Former POWs, heirs file slave-labor lawsuits against Japanese companies
Tuesday, December 7th 1999, 12:00 am
News On 6
LOS ANGELES (AP) -- Eleven survivors of Japanese prison camps marked Pearl Harbor Day on Tuesday by filing two lawsuits accusing corporations of forcing them into slave labor during World War II. A third suit, which seeks class-action status, was filed on behalf of the heirs of former prisoners of war.
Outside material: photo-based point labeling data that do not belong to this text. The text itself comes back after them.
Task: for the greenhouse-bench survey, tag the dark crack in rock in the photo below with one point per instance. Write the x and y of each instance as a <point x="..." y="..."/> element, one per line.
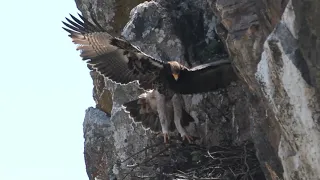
<point x="274" y="48"/>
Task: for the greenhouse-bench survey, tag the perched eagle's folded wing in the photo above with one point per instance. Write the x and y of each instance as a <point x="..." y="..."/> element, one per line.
<point x="141" y="111"/>
<point x="112" y="57"/>
<point x="205" y="78"/>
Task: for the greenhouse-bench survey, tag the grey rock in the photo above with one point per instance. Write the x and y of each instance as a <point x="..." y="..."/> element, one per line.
<point x="274" y="49"/>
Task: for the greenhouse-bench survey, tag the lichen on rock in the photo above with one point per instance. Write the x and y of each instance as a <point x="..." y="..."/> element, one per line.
<point x="275" y="104"/>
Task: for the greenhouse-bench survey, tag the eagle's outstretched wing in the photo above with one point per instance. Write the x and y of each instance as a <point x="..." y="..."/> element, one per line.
<point x="112" y="57"/>
<point x="204" y="78"/>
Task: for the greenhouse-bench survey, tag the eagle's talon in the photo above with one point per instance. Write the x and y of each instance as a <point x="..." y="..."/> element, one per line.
<point x="189" y="138"/>
<point x="166" y="137"/>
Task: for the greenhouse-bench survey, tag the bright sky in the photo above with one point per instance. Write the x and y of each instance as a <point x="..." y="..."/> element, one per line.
<point x="45" y="89"/>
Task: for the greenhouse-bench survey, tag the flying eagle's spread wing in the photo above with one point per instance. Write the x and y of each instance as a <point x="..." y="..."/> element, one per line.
<point x="112" y="57"/>
<point x="204" y="78"/>
<point x="144" y="110"/>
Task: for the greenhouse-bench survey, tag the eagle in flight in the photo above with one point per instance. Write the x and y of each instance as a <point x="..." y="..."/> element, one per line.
<point x="122" y="62"/>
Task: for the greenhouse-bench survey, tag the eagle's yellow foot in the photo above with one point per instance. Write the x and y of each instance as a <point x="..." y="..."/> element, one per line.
<point x="166" y="137"/>
<point x="189" y="138"/>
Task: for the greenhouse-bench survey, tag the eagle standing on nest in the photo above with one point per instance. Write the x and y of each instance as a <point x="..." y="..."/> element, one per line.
<point x="122" y="62"/>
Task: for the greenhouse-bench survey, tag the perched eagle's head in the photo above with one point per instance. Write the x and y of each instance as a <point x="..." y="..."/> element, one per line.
<point x="175" y="69"/>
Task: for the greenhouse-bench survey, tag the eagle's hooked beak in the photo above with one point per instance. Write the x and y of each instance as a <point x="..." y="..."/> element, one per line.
<point x="176" y="76"/>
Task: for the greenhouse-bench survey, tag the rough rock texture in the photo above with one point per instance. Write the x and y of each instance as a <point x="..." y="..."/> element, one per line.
<point x="274" y="47"/>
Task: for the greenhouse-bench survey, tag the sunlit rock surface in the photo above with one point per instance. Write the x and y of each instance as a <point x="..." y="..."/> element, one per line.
<point x="275" y="103"/>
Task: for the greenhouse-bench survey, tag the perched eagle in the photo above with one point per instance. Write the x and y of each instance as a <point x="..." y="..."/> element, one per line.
<point x="122" y="62"/>
<point x="144" y="110"/>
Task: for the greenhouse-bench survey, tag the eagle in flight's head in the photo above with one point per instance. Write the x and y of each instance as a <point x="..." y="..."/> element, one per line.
<point x="122" y="62"/>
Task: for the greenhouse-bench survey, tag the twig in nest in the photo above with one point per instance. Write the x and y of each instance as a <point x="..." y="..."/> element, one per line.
<point x="147" y="160"/>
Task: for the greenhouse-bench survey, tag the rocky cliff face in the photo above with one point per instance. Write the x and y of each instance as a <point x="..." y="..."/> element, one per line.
<point x="274" y="104"/>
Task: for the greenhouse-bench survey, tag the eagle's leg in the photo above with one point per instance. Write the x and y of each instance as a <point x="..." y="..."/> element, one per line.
<point x="177" y="111"/>
<point x="161" y="108"/>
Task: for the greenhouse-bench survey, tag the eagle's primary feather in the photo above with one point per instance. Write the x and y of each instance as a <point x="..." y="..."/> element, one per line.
<point x="122" y="62"/>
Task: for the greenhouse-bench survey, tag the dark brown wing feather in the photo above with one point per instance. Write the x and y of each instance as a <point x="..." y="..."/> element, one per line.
<point x="204" y="78"/>
<point x="112" y="57"/>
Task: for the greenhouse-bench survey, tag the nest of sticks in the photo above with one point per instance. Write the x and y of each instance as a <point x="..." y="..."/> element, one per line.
<point x="190" y="161"/>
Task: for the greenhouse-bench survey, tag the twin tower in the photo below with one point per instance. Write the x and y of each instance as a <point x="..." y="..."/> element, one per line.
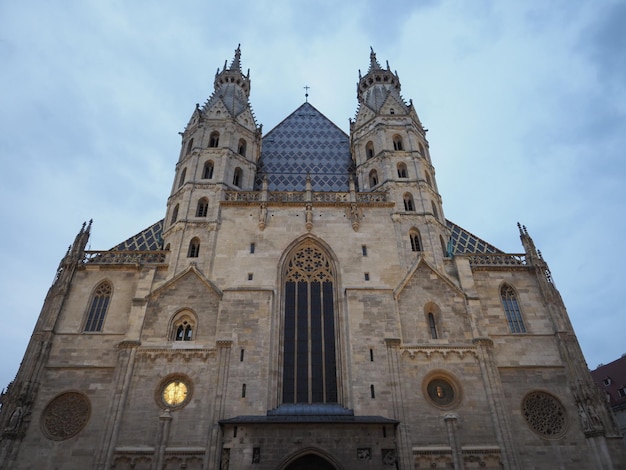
<point x="224" y="155"/>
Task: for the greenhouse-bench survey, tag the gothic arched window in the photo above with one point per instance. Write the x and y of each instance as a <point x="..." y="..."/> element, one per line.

The suits, which seek unspecified damages, are the latest of about a half-dozen filed in California accusing Japanese companies of forcing captured Americans to work under brutal conditions in mines and factories. "I'd like to see justice. It's been a long time coming," said Johnny Johnson, 79, of Sandy, Utah, at a news conference outside downtown Superior Court where the suits were filed. His suit against Nippon Steel claims that the former Army Air Corps airplane mechanic and five other servicemen were sent to a steel mill in Japan following their capture in the Philippines. The class-action suit also names Nippon Steel.
The suits were filed under a recently passed California law that allows victims of slave labor to sue multinational corporations instate court. Sen. Orrin Hatch, R-Utah, who appeared at the news conference,said he has asked Secretary of State Madeline Albright to begin negotiations with the Japanese government to win compensation for former POWs.